You may notice the ban includes:

  • Talent living in these states
  • Talent with state-issued identification, regardless of where they work
  • Content shot in the States

This is because both laws apply based on where the people depicted live or where the content was produced, not just where it is uploaded. Platforms may therefore block:

  • Performers who live in these states (to avoid verifying their consent under state-specific rules)
  • Any content filmed in these states (to avoid jurisdiction claims)
  • Anyone with an Alabama or NC ID (since the platform may be considered to be “publishing” content from that jurisdiction)

The legal risk remains even if the content is uploaded from a different state.
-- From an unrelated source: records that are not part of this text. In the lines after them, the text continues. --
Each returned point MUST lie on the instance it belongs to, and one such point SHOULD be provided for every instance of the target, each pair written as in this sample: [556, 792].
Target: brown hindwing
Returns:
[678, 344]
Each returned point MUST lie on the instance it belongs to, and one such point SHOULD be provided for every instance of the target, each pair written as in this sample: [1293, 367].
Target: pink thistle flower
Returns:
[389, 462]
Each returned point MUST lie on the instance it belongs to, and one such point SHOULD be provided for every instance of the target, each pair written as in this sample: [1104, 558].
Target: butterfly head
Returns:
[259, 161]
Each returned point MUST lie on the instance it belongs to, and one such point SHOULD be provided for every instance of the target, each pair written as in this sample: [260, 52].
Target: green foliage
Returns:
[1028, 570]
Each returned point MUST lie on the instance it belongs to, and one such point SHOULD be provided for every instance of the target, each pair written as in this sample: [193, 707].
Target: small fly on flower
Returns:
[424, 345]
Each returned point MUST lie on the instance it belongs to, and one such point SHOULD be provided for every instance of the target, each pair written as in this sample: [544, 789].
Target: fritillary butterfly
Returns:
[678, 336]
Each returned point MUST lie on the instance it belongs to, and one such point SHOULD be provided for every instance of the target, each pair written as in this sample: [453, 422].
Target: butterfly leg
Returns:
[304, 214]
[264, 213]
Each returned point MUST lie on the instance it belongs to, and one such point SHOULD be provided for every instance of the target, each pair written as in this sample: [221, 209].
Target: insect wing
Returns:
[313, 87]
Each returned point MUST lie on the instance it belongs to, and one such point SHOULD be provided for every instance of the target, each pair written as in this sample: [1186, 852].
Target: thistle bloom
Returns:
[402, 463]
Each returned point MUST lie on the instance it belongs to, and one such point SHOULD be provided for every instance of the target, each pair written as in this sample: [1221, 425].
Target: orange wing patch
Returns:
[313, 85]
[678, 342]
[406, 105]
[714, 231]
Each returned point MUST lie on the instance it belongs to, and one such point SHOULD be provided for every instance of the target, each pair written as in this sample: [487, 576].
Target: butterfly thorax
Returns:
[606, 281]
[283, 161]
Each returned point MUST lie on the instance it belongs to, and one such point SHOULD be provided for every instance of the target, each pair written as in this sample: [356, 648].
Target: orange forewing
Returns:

Adult platforms aren’t banning Alabama and North Carolina performers arbitrarily; they're reacting to extremely broad laws that make the states legally dangerous for hosting adult content.

  • Alabama’s HB164 adds strict age-verification, prohibits data retention, requires notarised consent for “private images,” mandates warning labels, and imposes a 10% tax.
  • North Carolina’s HB805 requires separate consents for every sex act and image distribution, collects detailed ID documentation, and imposes massive per-day fines for noncompliance.

Faced with these obligations, some platforms appear to be choosing the simplest path: blocking all content associated with Alabama and NC to avoid legal exposure. Will others follow suit? It's likely many will, as it's just not worth the risk.